I'll update if I find anything new. It may be a while, as I need to
construct a useful ticket for the folks who have access to the logs, and
it's not a top priority.

Thanks again and happy new year,
Adam

On Sat, Dec 17, 2022 at 7:04 PM Khalid Baheyeldin <kb at 2bits.com> wrote:

> Adam,
>
> Is NFS a must in this case, or can you use other file systems?
>
> The reason I suggest this is that historically NFS have had a problematic
> legacy in certain use cases. These include caching inconsistencies in some
> use cases.
>
> About a decade ago I investigated how to share file systems across two web
> hosts. That was for a web site to share the code and static files on two
> web
> servers.  NFS was the most problematic, and not practical.
>
> There was GFS (not GFS2) and GlusterFS which showed promise last I looked
> at filesystems for the above use case.
>
> For certain types of use, sshfs may be all you need (e.g. mounting server
> shares
> to my laptop).
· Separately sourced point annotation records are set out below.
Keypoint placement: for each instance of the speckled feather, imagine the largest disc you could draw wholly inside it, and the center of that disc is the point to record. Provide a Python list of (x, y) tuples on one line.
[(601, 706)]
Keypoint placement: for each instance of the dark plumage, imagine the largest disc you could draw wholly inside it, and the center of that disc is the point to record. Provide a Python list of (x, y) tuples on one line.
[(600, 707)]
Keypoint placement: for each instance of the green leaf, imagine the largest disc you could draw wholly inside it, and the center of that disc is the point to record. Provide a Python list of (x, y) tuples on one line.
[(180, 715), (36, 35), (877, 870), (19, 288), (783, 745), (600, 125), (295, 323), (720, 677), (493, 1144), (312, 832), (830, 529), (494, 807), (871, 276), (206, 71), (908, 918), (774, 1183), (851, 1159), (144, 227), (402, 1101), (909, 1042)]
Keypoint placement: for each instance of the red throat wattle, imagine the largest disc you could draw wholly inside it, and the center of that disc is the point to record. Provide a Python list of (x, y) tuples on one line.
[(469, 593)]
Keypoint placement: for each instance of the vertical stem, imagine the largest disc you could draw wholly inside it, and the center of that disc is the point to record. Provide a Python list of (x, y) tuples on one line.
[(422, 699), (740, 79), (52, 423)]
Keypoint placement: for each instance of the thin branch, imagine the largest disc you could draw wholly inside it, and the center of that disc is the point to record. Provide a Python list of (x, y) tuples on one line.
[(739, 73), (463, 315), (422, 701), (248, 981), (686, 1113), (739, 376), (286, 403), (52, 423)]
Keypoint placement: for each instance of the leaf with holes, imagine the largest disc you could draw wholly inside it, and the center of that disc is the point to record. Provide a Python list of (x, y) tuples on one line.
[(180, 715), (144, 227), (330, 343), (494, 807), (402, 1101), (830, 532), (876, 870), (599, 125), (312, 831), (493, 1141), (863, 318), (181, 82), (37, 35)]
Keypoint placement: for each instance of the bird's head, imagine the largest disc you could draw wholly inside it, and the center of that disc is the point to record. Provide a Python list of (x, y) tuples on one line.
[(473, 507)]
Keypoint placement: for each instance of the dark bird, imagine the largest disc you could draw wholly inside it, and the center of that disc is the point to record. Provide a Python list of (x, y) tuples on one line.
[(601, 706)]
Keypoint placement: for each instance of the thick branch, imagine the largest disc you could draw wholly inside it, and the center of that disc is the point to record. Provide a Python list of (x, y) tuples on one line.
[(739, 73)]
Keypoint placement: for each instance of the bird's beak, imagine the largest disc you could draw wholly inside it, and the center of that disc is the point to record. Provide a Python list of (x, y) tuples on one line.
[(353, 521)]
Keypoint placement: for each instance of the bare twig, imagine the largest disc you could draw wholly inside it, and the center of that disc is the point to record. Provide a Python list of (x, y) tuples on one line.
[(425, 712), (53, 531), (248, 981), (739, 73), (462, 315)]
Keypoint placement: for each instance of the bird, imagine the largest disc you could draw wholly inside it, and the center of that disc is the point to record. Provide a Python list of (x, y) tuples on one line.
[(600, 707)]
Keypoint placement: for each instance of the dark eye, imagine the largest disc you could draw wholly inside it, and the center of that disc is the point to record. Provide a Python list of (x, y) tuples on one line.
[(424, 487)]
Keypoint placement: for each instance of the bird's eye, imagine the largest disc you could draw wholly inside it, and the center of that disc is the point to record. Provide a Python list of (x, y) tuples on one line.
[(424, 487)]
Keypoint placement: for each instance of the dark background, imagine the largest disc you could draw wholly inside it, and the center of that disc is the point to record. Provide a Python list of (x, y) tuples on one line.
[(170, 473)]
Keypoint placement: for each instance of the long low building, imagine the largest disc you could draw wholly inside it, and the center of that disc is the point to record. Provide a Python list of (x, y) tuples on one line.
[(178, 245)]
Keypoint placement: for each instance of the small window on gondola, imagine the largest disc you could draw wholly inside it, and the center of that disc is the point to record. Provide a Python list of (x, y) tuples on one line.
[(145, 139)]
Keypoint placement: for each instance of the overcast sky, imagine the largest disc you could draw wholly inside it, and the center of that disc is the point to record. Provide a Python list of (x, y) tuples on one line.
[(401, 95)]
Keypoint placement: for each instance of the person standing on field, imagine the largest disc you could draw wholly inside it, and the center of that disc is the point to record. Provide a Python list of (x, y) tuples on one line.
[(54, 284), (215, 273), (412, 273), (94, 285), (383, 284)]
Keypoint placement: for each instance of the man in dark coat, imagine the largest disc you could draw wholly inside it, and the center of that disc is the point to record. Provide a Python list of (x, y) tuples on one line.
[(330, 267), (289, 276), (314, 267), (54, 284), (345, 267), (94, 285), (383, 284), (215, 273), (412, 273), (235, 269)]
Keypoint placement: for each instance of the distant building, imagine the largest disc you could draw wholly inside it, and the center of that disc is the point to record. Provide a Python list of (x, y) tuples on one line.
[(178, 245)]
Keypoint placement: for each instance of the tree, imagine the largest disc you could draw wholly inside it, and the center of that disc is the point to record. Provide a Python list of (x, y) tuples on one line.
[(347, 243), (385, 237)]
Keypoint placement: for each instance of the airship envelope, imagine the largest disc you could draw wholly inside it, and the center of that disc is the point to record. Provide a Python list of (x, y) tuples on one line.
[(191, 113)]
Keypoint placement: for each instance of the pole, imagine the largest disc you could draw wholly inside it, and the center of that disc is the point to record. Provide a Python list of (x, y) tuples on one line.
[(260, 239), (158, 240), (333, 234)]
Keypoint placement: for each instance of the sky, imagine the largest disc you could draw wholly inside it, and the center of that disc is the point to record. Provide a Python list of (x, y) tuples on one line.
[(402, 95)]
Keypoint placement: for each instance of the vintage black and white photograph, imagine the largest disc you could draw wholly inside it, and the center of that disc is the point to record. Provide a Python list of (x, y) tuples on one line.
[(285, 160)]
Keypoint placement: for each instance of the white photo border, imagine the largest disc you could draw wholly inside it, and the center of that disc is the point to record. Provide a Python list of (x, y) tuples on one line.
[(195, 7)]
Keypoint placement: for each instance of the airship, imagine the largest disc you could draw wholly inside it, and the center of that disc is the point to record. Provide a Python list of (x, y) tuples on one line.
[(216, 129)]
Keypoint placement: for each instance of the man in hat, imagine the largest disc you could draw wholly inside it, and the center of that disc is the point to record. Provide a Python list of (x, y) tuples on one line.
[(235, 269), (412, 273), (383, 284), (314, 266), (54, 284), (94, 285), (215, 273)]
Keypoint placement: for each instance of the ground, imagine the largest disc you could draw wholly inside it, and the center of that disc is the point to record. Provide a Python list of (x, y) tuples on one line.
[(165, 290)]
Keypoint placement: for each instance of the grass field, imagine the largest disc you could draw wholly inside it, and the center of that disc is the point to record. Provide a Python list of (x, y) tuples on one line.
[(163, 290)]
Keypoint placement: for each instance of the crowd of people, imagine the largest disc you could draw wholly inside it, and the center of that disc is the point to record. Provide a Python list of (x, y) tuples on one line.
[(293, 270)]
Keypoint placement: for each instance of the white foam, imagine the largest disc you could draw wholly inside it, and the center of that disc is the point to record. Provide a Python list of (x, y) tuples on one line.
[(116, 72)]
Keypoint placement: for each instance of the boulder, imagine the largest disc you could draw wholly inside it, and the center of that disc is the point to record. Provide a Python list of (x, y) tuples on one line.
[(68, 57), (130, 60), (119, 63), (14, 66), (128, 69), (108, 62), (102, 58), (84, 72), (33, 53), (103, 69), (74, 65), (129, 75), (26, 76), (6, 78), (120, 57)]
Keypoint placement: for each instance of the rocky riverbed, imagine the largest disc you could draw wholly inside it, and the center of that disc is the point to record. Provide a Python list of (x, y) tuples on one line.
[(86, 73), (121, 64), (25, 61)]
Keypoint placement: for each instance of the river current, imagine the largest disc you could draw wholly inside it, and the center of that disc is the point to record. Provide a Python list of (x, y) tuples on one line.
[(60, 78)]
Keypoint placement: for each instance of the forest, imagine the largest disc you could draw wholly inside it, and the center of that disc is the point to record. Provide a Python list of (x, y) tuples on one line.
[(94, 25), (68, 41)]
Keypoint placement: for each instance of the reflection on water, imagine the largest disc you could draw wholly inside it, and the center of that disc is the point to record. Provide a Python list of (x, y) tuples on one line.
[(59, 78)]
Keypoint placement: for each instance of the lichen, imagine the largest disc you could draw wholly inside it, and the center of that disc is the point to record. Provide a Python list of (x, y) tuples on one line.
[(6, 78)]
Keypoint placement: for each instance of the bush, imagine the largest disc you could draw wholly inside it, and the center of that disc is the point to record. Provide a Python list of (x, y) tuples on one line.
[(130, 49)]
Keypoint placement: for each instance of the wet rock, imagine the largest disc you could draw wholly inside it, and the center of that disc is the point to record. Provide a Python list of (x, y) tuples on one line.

Have been using it for years without issues. It even
> transparently
> reconnects after the laptop wakes up from sleep. It does not need a daemon
> on
> the server (openssh server does it all), which means great security.
>
> All you need is install the sshfs package on the client, and run the
> following command:
>
> sudo sshfs -o $OPTS user at host:/remote/file/system /local/mount
>
> The OPTS variable is where all the magic is
>
>
> IdentityFile=~myname/.ssh/id_ed25519,port=22,follow_symlinks,allow_other,noatime,
> idmap=file,uidfile=/etc/sshfs-uids,gidfile=/etc/sshfs-gids,nomap=ignore,
> workaround=rename,nonempty,reconnect,ServerAliveInterval=3,
> ServerAliveCountMax=10
>
> Besides your ssh private key, two files are needed to map the uid and gid
> to what they
> are on the server:
>
> user1:1001
> user2:1002
>
> users:100
> user1:1001
> user2:1002
>
> And that is all there is to it.
>
> SSHFS would not work in a high load scenario though.